Actualmente, me encuentro realizando mi experiencia de voluntariado misionero en la comunidad salesiana de San Lorenzo, en la selva del Perú. Esta misión se caracteriza por atender a siete etnias amazónicas que habitan a lo largo de los ríos Marañón, Pastaza, Morona y sus afluentes. En este tiempo he colaborado en la animación pastoral del Movimiento Juvenil Salesiano (MJS), la catequesis, los oratorios y el Centro Juvenil. Durante estos meses, he tratado de aportar, principalmente, desde el acompañamiento cercano a los jóvenes que asisten a los diferentes ambientes de la misión.

La verdad, este tiempo quizá no ha sido una experiencia de mucha itinerancia como pensaba, o como hubiera querido vivir en un inicio. Sin embargo, siento que, en este tiempo, la misión me ha exigido poner de verdad lo que soy. Ha sido un espacio para entregar mis dones al servicio de la comunidad, poniendo mis capacidades para organizar, coordinar, acompañar y enseñar. Considero que este año, el Señor me ha pedido no tener miedo de mostrar lo que tengo y puedo hacer, de entregar todo lo bueno que soy a la misión y, al mismo tiempo, de aprender nuevas habilidades que antes no tenía.

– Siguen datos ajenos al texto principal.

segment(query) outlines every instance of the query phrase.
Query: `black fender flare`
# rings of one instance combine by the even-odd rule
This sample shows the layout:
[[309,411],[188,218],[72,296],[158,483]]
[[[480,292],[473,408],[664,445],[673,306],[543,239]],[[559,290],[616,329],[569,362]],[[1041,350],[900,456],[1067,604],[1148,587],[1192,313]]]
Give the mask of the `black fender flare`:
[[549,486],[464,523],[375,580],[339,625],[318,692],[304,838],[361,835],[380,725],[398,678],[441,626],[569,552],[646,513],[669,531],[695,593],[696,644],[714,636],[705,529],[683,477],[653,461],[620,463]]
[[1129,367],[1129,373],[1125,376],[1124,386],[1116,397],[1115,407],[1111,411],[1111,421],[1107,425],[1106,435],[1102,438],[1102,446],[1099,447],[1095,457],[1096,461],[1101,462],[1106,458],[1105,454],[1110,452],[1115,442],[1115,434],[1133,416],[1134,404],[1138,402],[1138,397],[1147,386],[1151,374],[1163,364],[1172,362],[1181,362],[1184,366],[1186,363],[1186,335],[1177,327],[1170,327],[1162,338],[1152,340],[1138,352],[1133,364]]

Pero, si algo ha marcado profundamente este camino, han sido los aprendizajes que he recibido de los mismos jóvenes con quienes comparto mi día a día. De ellos he aprendido a mirar el futuro con esperanza y, al mismo tiempo, a vivir el presente, caminando con ellos en su realidad concreta. Ellos me han enseñado a ser un acompañante cercano, abierto a sus historias, dispuesto a compartir sus alegrías y sus tristezas. También he descubierto que los jóvenes buscan en nosotros un signo creíble del amor de Dios; buscan ser escuchados antes que juzgados, buscan ser acompañados. Todo esto me ha llevado a agradecer a Dios por permitirme vivir esta experiencia misionera, y también a cada uno de ellos, porque me han permitido vivirla a su lado y descubrir, en sus vidas, el verdadero sentido de la misión.

Ahora que siento que el final de esta experiencia está casi a la vuelta de la esquina, lo único que le pido a Dios es que me permita seguir siendo un testigo coherente y creíble de Él ante los muchachos. Le pido que este voluntariado continúe siendo, con sus días buenos y sus días difíciles, una verdadera experiencia de Dios en mi vida.

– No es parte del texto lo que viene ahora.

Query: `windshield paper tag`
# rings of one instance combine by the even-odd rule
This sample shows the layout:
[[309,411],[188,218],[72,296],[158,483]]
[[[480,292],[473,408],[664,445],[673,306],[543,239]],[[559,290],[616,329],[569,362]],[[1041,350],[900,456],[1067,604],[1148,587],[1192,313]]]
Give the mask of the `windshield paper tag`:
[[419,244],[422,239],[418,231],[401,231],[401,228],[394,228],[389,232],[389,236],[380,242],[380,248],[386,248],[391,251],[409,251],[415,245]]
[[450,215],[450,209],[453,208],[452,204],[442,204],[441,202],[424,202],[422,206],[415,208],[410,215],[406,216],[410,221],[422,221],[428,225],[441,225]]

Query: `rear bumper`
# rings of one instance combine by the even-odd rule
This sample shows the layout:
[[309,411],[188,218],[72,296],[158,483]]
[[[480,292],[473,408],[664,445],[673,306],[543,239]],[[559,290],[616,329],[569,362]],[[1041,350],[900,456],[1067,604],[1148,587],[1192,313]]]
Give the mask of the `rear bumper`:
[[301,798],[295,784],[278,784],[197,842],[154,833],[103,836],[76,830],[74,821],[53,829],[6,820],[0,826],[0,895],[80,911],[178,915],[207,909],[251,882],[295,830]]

Por todo ello, hoy puedo decir que no solo ha valido la pena decir «sí» al voluntariado internacional, sino que está valiendo la vida compartir esta etapa con ellos, porque me han hecho sentir querido y acogido en medio de la comunidad. Esta experiencia vale totalmente la pena porque uno deja atrás sus comodidades para incomodarse y salir en busca de Dios, que nos espera en los muchachos. Vale cada momento porque aquí uno aprende a hacer que la vida se haga vida entregándose sin medida.